Traceback (most recent call last):
    19: from /Users/anentropic/.rvm/gems/ruby-2.6.3/bin/ruby_executable_hooks:24:in `<main>'
    18: from /Users/anentropic/.rvm/gems/ruby-2.6.3/bin/ruby_executable_hooks:24:in `eval'
    17: from /Users/anentropic/.rvm/gems/ruby-2.6.3/bin/twine:23:in `<main>'
    16: from /Users/anentropic/.rvm/gems/ruby-2.6.3/bin/twine:23:in `load'
    15: from /Users/anentropic/.rvm/gems/ruby-2.6.3/gems/twine-1.0.6/bin/twine:4:in `<top (required)>'
    14: from /Users/anentropic/.rvm/gems/ruby-2.6.3/gems/twine-1.0.6/lib/twine/runner.rb:33:in `run'
    13: from /Users/anentropic/.rvm/gems/ruby-2.6.3/gems/twine-1.0.6/lib/twine/runner.rb:201:in `consume_all_localization_files'
    12: from /Users/anentropic/.rvm/gems/ruby-2.6.3/gems/twine-1.0.6/lib/twine/runner.rb:55:in `write_twine_data'
    11: from /Users/anentropic/.rvm/gems/ruby-2.6.3/gems/twine-1.0.6/lib/twine/twine_file.rb:180:in `write'
    10: from /Users/anentropic/.rvm/gems/ruby-2.6.3/gems/twine-1.0.6/lib/twine/twine_file.rb:180:in `open'
     9: from /Users/anentropic/.rvm/gems/ruby-2.6.3/gems/twine-1.0.6/lib/twine/twine_file.rb:181:in `block in write'
     8: from /Users/anentropic/.rvm/gems/ruby-2.6.3/gems/twine-1.0.6/lib/twine/twine_file.rb:181:in `each'
     7: from /Users/anentropic/.rvm/gems/ruby-2.6.3/gems/twine-1.0.6/lib/twine/twine_file.rb:188:in `block (2 levels) in write'
     6: from /Users/anentropic/.rvm/gems/ruby-2.6.3/gems/twine-1.0.6/lib/twine/twine_file.rb:188:in `each'
     5: from /Users/anentropic/.rvm/gems/ruby-2.6.3/gems/twine-1.0.6/lib/twine/twine_file.rb:206:in `block (3 levels) in write'
     4: from /Users/anentropic/.rvm/gems/ruby-2.6.3/gems/twine-1.0.6/lib/twine/twine_file.rb:206:in `each'
     3: from /Users/anentropic/.rvm/gems/ruby-2.6.3/gems/twine-1.0.6/lib/twine/twine_file.rb:207:in `block (4 levels) in write'
     2: from /Users/anentropic/.rvm/gems/ruby-2.6.3/gems/twine-1.0.6/lib/twine/twine_file.rb:224:in `write_value'
     1: from /Users/anentropic/.rvm/gems/ruby-2.6.3/gems/twine-1.0.6/lib/twine/twine_file.rb:224:in `puts'
/Users/anentropic/.rvm/gems/ruby-2.6.3/gems/twine-1.0.6/lib/twine/twine_file.rb:224:in `write': "\xC3" from ASCII-8BIT to UTF-8 (Encoding::UndefinedConversionError)

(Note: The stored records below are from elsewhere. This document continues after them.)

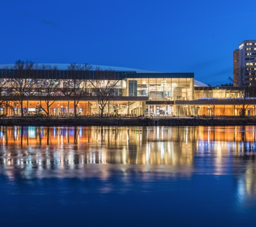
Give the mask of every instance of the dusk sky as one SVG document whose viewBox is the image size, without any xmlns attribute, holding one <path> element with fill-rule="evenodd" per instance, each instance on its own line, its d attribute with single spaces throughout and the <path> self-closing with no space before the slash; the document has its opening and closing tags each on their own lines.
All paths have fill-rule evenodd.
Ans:
<svg viewBox="0 0 256 227">
<path fill-rule="evenodd" d="M 0 64 L 19 59 L 88 63 L 193 72 L 206 84 L 229 83 L 233 51 L 243 40 L 256 39 L 250 26 L 254 4 L 237 0 L 2 1 Z"/>
</svg>

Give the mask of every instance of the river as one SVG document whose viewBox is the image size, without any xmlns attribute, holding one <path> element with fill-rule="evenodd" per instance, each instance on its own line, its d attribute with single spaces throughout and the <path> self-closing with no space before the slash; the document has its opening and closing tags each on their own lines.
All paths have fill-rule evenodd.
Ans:
<svg viewBox="0 0 256 227">
<path fill-rule="evenodd" d="M 1 127 L 1 225 L 253 225 L 255 131 Z"/>
</svg>

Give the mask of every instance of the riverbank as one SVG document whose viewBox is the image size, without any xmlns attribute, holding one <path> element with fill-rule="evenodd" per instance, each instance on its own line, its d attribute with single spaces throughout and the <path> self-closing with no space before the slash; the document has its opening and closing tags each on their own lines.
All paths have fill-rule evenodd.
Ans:
<svg viewBox="0 0 256 227">
<path fill-rule="evenodd" d="M 256 119 L 199 119 L 190 117 L 134 118 L 13 118 L 0 119 L 2 126 L 219 126 L 256 125 Z"/>
</svg>

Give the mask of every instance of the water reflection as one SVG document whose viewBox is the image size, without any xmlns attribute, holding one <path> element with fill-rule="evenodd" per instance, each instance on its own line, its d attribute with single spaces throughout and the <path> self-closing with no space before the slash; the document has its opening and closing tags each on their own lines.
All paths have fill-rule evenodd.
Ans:
<svg viewBox="0 0 256 227">
<path fill-rule="evenodd" d="M 254 126 L 1 127 L 0 174 L 9 179 L 132 173 L 191 178 L 235 174 L 241 202 L 256 196 Z M 93 165 L 101 164 L 101 165 Z M 113 165 L 114 164 L 114 165 Z"/>
</svg>

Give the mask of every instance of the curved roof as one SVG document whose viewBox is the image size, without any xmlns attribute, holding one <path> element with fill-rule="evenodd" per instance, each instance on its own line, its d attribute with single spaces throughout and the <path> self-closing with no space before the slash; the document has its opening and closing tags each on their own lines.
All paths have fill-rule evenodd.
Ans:
<svg viewBox="0 0 256 227">
<path fill-rule="evenodd" d="M 43 65 L 43 63 L 38 63 L 39 66 Z M 0 68 L 8 67 L 11 68 L 13 66 L 14 64 L 1 64 L 0 65 Z M 69 63 L 45 63 L 45 65 L 50 65 L 52 66 L 56 66 L 59 69 L 67 69 L 67 66 L 70 65 Z M 100 67 L 102 69 L 112 69 L 115 71 L 131 71 L 134 72 L 136 71 L 137 73 L 160 73 L 160 72 L 155 72 L 155 71 L 149 71 L 147 70 L 143 70 L 143 69 L 138 69 L 136 68 L 126 68 L 126 67 L 120 67 L 117 66 L 99 66 L 96 65 L 92 65 L 93 68 L 95 68 L 96 67 Z M 162 72 L 161 72 L 162 73 Z M 199 87 L 208 87 L 207 85 L 205 84 L 202 82 L 198 81 L 198 80 L 194 80 L 194 84 L 195 86 L 199 86 Z"/>
</svg>

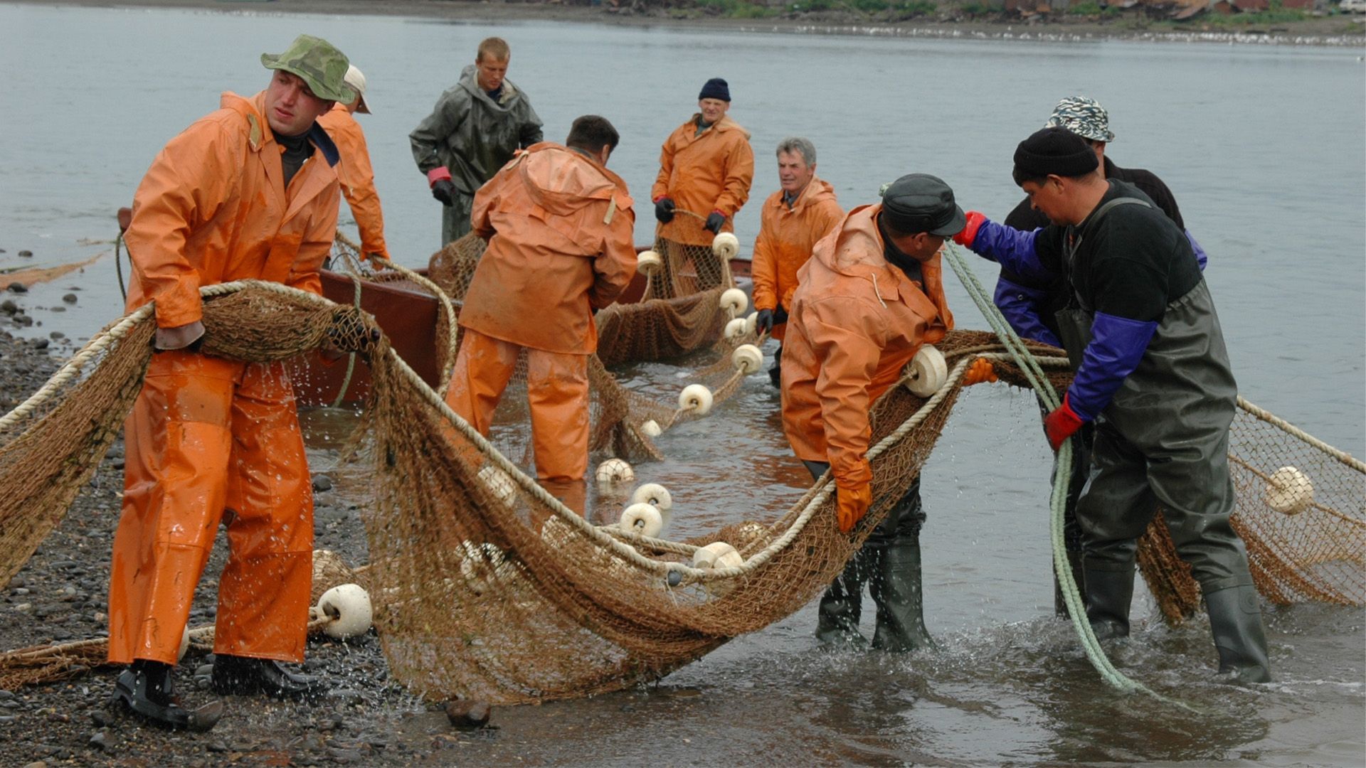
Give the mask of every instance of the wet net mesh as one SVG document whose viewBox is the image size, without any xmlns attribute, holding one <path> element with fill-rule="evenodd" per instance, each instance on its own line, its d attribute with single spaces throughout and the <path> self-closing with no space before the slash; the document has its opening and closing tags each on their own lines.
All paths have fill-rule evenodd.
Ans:
<svg viewBox="0 0 1366 768">
<path fill-rule="evenodd" d="M 223 295 L 205 303 L 209 354 L 281 359 L 328 339 L 358 346 L 373 328 L 363 313 L 279 286 L 206 288 L 214 291 Z M 0 420 L 0 482 L 14 489 L 0 496 L 5 581 L 60 521 L 113 440 L 141 383 L 152 331 L 149 312 L 130 316 L 92 340 L 75 358 L 79 365 Z M 833 484 L 822 480 L 785 511 L 753 510 L 712 534 L 665 541 L 572 514 L 455 418 L 381 338 L 366 355 L 374 387 L 358 432 L 372 476 L 372 499 L 362 504 L 370 563 L 362 577 L 344 563 L 320 562 L 316 577 L 363 579 L 392 675 L 430 698 L 530 702 L 656 679 L 790 615 L 829 584 L 918 474 L 968 362 L 986 357 L 1003 381 L 1024 385 L 986 333 L 953 332 L 938 347 L 951 374 L 937 394 L 926 400 L 893 387 L 874 406 L 874 499 L 854 534 L 837 532 Z M 1065 387 L 1065 368 L 1050 370 L 1050 381 Z M 1268 424 L 1240 417 L 1235 426 L 1235 463 L 1240 456 L 1249 466 L 1238 470 L 1239 525 L 1259 586 L 1272 600 L 1362 604 L 1366 473 L 1359 462 L 1325 459 L 1313 439 Z M 1284 466 L 1314 486 L 1296 514 L 1273 511 L 1291 506 L 1266 491 Z M 734 545 L 743 564 L 693 568 L 697 548 L 714 541 Z M 317 593 L 331 585 L 314 586 Z M 0 674 L 20 682 L 68 674 L 79 656 L 66 648 L 3 655 Z"/>
</svg>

If I modify django.rb in twine like:

        while line = io.gets
          if line != nil
            line = line.scrub("BADCHAR")
          end

...then I'm able to get complete output in my twine.txt file with no errors.

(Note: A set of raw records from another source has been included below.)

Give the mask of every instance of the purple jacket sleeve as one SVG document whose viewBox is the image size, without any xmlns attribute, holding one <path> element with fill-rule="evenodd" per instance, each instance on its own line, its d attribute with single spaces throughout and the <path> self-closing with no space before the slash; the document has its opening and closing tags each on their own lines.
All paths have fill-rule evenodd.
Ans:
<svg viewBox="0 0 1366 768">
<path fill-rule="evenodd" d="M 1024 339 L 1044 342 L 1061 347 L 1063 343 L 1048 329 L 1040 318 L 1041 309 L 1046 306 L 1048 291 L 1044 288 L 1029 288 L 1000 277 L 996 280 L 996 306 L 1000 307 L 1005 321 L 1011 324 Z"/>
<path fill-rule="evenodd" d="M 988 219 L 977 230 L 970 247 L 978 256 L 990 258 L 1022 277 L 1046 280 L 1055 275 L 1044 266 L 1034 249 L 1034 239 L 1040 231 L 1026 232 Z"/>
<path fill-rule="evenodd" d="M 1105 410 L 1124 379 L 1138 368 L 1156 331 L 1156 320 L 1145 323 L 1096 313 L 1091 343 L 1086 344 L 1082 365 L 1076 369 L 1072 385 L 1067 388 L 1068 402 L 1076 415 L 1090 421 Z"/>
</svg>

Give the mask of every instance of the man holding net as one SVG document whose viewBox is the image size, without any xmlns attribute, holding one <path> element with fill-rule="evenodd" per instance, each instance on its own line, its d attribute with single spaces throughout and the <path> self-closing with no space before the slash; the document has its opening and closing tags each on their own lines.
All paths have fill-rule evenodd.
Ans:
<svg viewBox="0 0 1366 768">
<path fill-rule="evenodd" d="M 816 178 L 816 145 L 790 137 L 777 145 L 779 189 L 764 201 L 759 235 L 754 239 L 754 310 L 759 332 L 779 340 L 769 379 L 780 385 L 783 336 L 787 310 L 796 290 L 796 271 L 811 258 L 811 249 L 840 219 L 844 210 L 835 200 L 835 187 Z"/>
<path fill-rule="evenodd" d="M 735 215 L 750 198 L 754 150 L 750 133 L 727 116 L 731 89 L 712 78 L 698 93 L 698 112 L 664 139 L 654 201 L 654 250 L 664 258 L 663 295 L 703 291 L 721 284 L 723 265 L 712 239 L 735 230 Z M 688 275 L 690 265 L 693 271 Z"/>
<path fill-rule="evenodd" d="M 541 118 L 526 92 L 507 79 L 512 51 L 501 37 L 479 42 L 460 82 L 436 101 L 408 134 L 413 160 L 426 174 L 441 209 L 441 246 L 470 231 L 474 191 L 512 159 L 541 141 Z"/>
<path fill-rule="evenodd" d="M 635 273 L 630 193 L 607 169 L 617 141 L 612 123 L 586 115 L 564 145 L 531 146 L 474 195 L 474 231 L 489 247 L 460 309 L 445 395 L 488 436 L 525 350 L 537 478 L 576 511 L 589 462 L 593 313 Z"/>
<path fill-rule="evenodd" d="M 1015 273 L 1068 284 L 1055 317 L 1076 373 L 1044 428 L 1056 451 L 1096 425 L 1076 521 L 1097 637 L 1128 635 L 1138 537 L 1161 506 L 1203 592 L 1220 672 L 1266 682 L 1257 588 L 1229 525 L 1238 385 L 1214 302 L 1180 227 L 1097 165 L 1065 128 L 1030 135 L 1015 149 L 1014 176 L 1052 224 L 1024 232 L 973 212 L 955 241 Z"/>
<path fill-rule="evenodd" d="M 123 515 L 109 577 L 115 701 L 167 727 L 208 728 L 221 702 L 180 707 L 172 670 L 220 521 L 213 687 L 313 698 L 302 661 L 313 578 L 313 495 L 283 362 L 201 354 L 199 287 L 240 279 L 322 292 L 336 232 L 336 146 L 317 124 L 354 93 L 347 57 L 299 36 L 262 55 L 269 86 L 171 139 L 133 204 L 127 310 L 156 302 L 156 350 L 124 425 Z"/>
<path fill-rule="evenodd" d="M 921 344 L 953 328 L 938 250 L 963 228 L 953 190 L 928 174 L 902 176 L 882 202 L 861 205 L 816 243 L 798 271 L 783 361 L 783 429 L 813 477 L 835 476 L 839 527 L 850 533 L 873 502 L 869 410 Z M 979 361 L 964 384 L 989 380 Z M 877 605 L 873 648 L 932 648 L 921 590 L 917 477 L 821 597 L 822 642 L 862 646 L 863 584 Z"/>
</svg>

Curiously the replacement BADCHAR does not appear anywhere in the output.

sebastianludwig commented 5 years ago

Hi @anentropic, thanks for opening the issue and sorry for not getting back to you any sooner. Could you provide a minimal example as file that exhibits this problem?

In general, are you sure the file is ASCII-8BIT encoded? It says charset=UTF-8 directly above... Did you encounter any problems without the --encoding parameter?